Leur pièce montée, un assemblage ordinaire de Twinkie, ces gâteaux industriels pour écoliers américains, n’a peut-être pas la saveur qui convient aux grands jours, mais elle est heureuse comme elle ne l’a jamais été.

Tammi a rencontré son futur mari à la télévision.

Les noms d’Erik et Lyle Menendez font alors les gros titres des journaux.

Ils ont tué père et mère dans leur magnifique demeure de Beverly Hills, au 722 North Elm Drive, une des plus belles allées du quartier des stars.

Le crime a eu lieu durant l’été 1989.

Dans les premiers jours, on songe à un crime de la Mafia.

La faute au profil d’une des victimes, Jose Menendez.

Né à Cuba, arrivé sans un dollar en poche aux Etats-Unis, il est devenu un gros bonnet de Hollywood.

Mais, aux Etats-Unis, le trafic de cocaïne n’est pas l’unique manière de réussir…

Il était simplement « executive vice-president » de Carolco Pictures, après avoir été un des pontes des studios RCA Records…

Les parents ont été abattus à coups de fusil de gros calibre, alors qu’ils étaient assis devant la télé.

Une dizaine de balles pour le père.

Une seule pour la mère, mais qui lui a fait exploser la mâchoire.

Les garçons les auraient découverts en revenant du cinéma.

Ils ont alors composé le 911, numéro des urgences.

« Venez ! Venez ! Mes parents ont été tués », hurlait Lyle, l’aîné, la voix secouée par les sanglots.

Les flics n’ont jamais vu pareil massacre.

Ils en oublient de fouiller les deux frères, qui semblent traumatisés.

Quelques jours plus tard, pourtant, on dirait qu’ils ont fait leur deuil.

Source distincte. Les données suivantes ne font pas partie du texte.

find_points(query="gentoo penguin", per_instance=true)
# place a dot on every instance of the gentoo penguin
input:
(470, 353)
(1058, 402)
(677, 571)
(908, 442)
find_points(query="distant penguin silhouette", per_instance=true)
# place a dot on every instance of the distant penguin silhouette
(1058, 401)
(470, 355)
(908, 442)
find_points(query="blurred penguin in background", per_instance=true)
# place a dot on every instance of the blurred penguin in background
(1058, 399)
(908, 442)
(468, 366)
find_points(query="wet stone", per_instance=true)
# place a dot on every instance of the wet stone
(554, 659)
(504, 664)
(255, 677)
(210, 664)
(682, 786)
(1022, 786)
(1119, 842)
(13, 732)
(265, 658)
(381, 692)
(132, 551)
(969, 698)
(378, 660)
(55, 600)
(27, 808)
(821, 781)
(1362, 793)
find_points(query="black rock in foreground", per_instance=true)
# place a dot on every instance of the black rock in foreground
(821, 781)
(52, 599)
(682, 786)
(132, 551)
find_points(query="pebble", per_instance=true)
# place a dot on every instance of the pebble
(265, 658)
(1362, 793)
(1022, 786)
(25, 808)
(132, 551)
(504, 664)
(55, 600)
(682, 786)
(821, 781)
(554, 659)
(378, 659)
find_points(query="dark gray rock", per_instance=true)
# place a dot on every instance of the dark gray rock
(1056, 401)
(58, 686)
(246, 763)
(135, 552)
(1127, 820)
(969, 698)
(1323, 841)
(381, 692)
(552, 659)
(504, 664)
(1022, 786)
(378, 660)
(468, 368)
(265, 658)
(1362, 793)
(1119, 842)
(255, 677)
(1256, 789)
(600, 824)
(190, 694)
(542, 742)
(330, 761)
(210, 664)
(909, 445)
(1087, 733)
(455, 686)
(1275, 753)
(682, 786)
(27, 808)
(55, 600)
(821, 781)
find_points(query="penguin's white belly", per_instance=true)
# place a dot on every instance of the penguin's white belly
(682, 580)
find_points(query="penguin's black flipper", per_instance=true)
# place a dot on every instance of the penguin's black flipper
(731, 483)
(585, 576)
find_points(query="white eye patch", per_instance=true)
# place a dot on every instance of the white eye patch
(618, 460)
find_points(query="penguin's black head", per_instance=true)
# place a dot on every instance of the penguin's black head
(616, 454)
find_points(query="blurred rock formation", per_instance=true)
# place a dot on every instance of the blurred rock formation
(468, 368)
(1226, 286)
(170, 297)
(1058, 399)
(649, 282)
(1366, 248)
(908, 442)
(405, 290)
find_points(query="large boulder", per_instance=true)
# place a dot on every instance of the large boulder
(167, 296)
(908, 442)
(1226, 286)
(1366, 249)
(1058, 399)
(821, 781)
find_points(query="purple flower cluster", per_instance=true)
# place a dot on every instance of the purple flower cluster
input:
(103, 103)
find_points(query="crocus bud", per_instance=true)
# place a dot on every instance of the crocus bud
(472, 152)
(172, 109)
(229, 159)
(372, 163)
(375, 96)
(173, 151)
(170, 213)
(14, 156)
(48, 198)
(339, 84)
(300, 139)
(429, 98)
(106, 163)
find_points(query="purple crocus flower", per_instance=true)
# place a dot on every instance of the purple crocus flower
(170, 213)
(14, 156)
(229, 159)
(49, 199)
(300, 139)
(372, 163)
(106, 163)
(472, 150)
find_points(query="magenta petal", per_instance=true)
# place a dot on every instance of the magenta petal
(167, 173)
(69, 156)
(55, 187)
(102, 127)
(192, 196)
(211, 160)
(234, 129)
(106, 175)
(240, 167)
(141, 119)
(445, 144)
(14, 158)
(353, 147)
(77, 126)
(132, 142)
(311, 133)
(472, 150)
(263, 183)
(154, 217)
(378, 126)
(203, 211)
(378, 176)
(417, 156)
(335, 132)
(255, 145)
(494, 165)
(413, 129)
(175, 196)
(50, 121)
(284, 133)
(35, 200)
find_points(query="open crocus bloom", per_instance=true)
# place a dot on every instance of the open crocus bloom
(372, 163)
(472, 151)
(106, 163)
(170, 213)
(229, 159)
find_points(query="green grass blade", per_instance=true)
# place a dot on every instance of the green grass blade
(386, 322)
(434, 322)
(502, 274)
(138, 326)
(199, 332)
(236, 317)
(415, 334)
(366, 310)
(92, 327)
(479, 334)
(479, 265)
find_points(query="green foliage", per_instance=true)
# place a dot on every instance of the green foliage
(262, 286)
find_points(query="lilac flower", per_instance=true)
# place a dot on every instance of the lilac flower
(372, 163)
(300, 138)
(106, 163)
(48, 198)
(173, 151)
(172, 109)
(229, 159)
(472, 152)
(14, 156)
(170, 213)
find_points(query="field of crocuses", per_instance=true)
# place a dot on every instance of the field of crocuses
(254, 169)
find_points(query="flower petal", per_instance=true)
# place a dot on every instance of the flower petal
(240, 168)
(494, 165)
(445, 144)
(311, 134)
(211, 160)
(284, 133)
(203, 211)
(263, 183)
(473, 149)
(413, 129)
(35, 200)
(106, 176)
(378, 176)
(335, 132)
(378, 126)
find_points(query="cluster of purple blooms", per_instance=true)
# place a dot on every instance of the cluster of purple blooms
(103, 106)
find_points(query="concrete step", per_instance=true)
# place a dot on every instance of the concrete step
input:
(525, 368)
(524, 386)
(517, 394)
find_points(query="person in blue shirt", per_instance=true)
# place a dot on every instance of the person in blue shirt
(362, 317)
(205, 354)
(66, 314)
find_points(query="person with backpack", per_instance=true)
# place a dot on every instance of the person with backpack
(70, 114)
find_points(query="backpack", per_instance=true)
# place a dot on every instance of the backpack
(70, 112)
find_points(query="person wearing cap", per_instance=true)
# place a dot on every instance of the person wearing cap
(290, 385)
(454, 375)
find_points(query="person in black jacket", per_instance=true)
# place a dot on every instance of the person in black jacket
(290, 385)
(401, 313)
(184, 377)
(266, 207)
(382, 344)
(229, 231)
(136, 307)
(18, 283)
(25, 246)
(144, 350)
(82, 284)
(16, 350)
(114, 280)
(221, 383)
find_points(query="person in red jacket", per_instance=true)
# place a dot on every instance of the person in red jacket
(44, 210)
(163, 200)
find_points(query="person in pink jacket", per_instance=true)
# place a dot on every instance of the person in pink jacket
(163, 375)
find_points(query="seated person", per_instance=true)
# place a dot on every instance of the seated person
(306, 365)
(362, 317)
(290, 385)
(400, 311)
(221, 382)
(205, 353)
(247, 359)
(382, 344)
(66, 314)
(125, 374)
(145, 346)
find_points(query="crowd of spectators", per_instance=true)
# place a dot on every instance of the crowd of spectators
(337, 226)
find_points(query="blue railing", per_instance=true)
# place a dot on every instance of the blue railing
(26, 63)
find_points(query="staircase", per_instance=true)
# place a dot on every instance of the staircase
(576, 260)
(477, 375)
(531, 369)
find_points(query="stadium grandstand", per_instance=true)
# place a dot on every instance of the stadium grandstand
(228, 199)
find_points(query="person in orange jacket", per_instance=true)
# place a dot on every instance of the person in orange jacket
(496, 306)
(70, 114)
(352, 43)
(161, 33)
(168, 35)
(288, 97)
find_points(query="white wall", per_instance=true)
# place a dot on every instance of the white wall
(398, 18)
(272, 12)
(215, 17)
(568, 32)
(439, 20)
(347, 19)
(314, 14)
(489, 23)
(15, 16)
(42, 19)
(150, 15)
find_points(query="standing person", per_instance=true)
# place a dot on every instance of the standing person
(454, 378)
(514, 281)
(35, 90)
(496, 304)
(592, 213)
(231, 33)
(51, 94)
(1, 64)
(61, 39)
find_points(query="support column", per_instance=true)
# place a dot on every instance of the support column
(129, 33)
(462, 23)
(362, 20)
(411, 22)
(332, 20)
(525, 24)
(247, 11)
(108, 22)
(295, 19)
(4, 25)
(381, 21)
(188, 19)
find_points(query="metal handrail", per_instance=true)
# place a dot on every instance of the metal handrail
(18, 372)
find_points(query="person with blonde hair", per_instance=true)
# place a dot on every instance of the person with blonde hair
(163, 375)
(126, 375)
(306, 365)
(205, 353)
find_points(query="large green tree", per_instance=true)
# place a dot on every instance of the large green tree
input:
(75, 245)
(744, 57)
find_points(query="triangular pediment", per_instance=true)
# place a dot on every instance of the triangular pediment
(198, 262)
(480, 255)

Ils ont hérité de 14 millions de dollars et c’est Noël en plein été : Rolex, Porsche, appartements, restaurant, la liste des achats n’en finit pas. Pour la procureure, il suffira de savoir à qui profite le crime pour résoudre l’énigme…

Lyle et Erik ignorent-ils que l’argent ne fait pas le bonheur ? Le second, le benjamin, se sent si mal qu’il éprouve le besoin de se confier à son psy qui ne trouve rien de mieux à faire que l’enregistrer et remettre les bandes à la police. A la suite de quoi les deux frères, confondant la pauvre chaise d’un commissariat avec un divan de thérapeute, sont passés aux aveux. Fin de l’enquête, début du procès. Chance ou malchance, les orphelins sont jolis garçons. Jeunes, grands, sportifs, cheveux courts et dents impeccablement alignées par le miracle de l’orthodontie. Des allures de champions de tennis. Autant d’éléments qui compliquent le travail de la justice.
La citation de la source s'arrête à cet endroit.